Computational Fluid Dynamics (CFD) is about simulating fluids’ behaviour by solving governing equations. Many formulations of such equations are available but they all come from Navier-Stokes equations.
Their derivation from first principle is a long process which is worth studying at least once. I’m going to report here just the final form for finite volumes, precisely the Eulerian integral formulation.
Let’s consider an infinitesimal element with surface \(S\) and volume \(\mathcal{V}\). The equation describing the conservation of mass is
$$
\frac{\textrm{d}}{\textrm{d} t} \iiint_{\mathcal{V}} \rho\;\textrm{d} \mathcal{V} + \iint_{S} \rho (\vec{V} \cdot \vec{n} )\;\textrm{d}S = 0
$$
where \(t\) is the time, \(\rho\) is the fluid density, \(\vec{V}\) is the velocity and \(\vec{n}\) is the surface normal vector. Similar equations can be obtained to balance momentum and energy. In particular, the momentum equation comes from Newton’s second law which states that the rate of change of momentum is equal to the sum of applied forces.
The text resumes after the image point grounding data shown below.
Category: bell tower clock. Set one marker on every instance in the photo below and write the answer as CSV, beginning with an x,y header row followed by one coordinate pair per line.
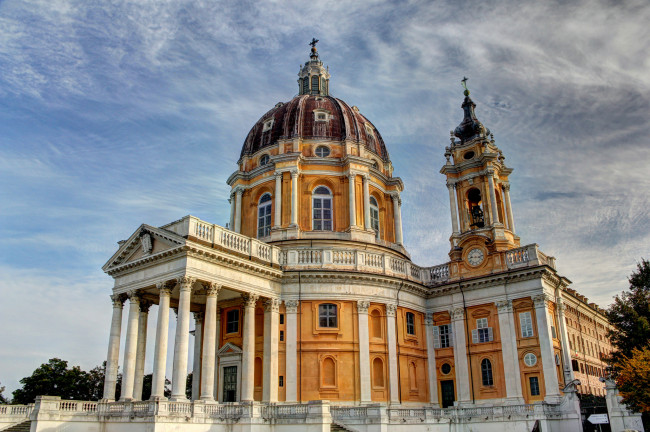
x,y
479,196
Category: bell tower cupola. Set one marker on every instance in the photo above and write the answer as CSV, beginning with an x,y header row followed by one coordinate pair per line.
x,y
479,191
313,78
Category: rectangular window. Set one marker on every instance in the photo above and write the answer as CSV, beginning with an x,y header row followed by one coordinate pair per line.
x,y
410,323
482,333
526,324
232,321
327,315
534,386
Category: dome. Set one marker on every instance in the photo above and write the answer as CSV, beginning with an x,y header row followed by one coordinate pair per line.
x,y
317,117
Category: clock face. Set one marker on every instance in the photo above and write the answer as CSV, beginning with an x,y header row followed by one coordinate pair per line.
x,y
475,257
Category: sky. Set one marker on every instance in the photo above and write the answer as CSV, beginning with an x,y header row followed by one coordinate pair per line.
x,y
114,114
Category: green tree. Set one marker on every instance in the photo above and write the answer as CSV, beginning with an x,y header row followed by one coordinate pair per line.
x,y
3,400
630,316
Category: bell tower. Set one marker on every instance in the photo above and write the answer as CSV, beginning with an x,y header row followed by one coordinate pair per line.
x,y
479,196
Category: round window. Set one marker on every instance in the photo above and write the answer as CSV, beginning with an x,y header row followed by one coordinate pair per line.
x,y
322,151
530,359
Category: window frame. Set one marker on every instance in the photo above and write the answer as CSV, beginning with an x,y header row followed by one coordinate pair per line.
x,y
322,199
264,229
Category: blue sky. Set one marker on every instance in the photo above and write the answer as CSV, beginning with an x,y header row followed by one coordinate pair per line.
x,y
113,115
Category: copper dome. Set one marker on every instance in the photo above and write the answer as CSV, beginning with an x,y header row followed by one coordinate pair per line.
x,y
298,118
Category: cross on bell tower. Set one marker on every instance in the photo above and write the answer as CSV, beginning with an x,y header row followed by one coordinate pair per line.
x,y
479,192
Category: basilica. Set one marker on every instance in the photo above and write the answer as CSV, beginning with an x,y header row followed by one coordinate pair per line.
x,y
309,314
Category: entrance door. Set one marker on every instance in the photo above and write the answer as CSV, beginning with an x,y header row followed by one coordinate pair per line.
x,y
230,384
447,391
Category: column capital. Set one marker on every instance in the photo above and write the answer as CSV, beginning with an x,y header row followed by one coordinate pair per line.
x,y
134,296
249,299
272,305
457,314
212,288
185,282
362,306
504,306
291,306
164,288
541,299
117,300
144,306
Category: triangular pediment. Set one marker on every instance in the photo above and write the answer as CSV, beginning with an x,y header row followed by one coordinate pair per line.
x,y
229,349
146,241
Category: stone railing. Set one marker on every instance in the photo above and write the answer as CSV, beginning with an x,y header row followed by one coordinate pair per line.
x,y
528,256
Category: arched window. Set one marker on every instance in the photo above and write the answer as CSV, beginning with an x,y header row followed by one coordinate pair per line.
x,y
374,216
322,209
327,315
314,84
264,216
375,323
322,151
486,372
328,370
377,372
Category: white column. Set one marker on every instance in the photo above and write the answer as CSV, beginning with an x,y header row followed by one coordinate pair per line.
x,y
277,223
130,347
431,356
294,198
291,345
452,206
546,348
509,351
181,342
209,341
160,350
112,358
248,350
564,338
494,211
231,200
238,194
364,351
392,353
271,340
460,355
506,198
366,202
397,216
352,200
142,350
196,359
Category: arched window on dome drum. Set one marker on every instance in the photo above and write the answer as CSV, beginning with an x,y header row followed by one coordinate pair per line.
x,y
264,216
314,84
374,216
322,209
486,372
327,315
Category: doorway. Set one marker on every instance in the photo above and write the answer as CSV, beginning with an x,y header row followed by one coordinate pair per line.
x,y
230,384
447,392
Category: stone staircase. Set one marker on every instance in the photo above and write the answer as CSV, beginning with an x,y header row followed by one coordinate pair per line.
x,y
19,427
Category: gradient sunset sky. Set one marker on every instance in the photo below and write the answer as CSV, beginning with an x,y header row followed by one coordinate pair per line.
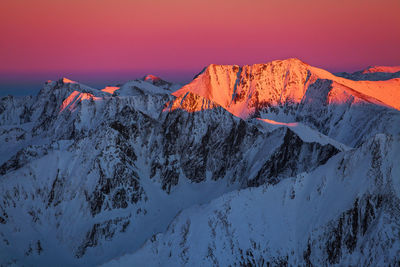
x,y
101,42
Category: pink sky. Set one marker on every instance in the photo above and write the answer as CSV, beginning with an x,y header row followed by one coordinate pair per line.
x,y
145,35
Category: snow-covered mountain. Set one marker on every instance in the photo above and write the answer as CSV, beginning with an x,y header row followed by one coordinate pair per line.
x,y
279,163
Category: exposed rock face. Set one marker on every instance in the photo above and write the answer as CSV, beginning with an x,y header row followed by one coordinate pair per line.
x,y
89,175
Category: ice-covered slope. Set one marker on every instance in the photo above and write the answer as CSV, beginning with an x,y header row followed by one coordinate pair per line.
x,y
96,169
346,212
374,73
293,91
89,175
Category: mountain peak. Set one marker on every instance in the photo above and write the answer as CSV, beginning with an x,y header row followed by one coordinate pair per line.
x,y
66,80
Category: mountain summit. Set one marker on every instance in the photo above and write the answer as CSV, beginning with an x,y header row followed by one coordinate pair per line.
x,y
279,164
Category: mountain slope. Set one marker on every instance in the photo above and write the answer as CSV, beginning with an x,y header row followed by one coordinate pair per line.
x,y
89,175
345,212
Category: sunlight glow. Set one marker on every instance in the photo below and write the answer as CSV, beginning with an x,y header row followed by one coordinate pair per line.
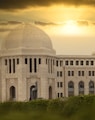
x,y
70,27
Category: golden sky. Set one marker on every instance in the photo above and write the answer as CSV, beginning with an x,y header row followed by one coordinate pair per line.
x,y
69,23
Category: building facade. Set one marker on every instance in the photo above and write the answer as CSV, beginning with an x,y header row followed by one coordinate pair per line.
x,y
30,68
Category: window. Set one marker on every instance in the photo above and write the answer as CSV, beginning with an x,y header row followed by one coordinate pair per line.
x,y
66,62
17,60
39,60
5,61
77,62
79,73
57,63
93,73
58,95
35,65
71,62
53,62
9,65
60,73
61,94
13,65
46,61
57,73
92,62
87,62
81,62
89,73
25,60
68,73
61,84
72,73
61,63
58,84
30,64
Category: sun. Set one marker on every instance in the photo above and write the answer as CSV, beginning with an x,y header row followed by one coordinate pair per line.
x,y
70,27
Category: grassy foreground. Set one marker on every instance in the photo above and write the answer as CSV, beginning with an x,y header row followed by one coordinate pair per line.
x,y
74,108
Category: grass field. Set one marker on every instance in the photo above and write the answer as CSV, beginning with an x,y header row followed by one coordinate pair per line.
x,y
74,108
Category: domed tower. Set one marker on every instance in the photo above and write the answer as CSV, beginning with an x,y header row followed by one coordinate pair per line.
x,y
26,57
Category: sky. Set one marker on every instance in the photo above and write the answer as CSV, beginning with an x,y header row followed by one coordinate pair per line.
x,y
69,23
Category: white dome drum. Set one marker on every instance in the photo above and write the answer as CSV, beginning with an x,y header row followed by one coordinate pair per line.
x,y
27,38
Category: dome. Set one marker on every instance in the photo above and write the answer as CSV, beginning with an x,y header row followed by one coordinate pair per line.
x,y
27,37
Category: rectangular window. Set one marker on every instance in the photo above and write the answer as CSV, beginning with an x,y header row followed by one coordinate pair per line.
x,y
93,73
60,73
66,62
79,73
82,73
68,73
58,95
39,60
58,84
57,63
72,73
35,65
13,65
71,62
5,61
61,84
61,94
77,62
81,62
9,65
61,63
57,73
92,62
30,65
87,62
89,73
25,60
46,61
17,60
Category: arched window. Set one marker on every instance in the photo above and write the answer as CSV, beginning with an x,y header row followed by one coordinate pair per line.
x,y
33,92
91,87
70,88
12,93
81,87
50,92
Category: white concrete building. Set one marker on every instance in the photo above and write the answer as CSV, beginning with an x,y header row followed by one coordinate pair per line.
x,y
30,68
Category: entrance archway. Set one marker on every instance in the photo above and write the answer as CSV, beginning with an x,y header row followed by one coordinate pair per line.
x,y
91,87
70,89
81,88
33,92
12,93
50,92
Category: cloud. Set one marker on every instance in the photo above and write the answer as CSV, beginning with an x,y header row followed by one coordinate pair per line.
x,y
8,25
83,23
21,4
44,23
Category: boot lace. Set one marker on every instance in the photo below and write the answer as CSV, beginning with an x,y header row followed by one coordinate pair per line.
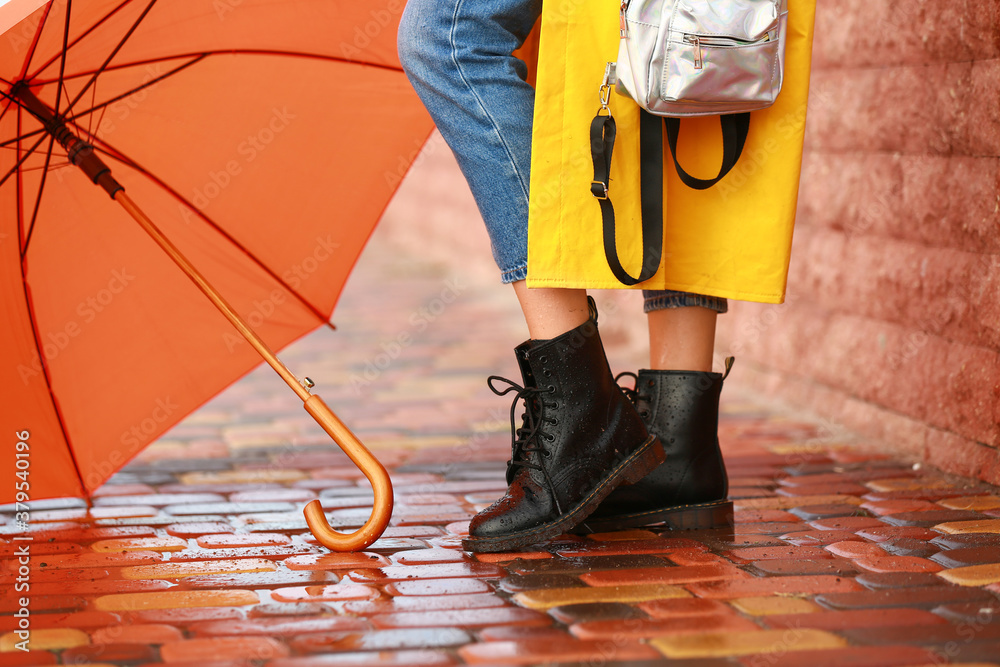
x,y
633,394
531,436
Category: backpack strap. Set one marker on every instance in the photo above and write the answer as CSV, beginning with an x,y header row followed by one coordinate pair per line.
x,y
602,143
735,128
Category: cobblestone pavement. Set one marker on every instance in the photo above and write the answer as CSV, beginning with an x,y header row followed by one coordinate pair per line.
x,y
198,554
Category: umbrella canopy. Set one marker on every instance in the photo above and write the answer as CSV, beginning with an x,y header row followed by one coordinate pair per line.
x,y
263,137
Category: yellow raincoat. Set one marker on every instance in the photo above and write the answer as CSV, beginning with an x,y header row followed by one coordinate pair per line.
x,y
732,240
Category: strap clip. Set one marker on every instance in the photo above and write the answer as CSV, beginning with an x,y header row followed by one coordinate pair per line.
x,y
609,81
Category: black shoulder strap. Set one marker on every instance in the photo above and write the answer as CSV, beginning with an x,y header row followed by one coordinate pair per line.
x,y
735,128
602,142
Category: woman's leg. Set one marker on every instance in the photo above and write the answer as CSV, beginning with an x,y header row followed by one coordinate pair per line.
x,y
681,329
678,398
550,312
579,438
457,55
The energy equations comes from the principle of energy conservation.
Solving the Navier-Stokes equations for complex geometries is a challenging task and simplified formulations of the equations are solved instead. For example, if viscous effects are modelled with turbulence models, we are solving the Reynolds-averaged Navier-Stokes equations. If viscous effects are neglected completely, we are solving Euler equations.
Too much theory? Well, it’s time to have some fun then! The first step to simulate the flow around an aerofoil is to create the mesh for the CFD solver. For a NACA 0012 aerofoil, we can have an hybrid mesh, produced for example with GMSH for RANS equations.
For more complex three-dimensional geometries, it’s wise to rely on CAD software and commercial mesh generator in order to speed up the process. For example, a mesh for the Common Research Model is freely available online for Euler equations and it looks like this:
The next step is to solve the equations using a CFD solver. Commercial programs are widely used but we can use an open-source solver called SU2.
The steady-state solution for the Common Research Model can be depicted with a colourful plot which shows the coefficient of pressure.
This is a very quick tour of CFD. Many interesting things can be achieved by coupling CFD with structural or flight dynamics solvers and usually the CFD mesh must be deformed as well. Good luck with CFD!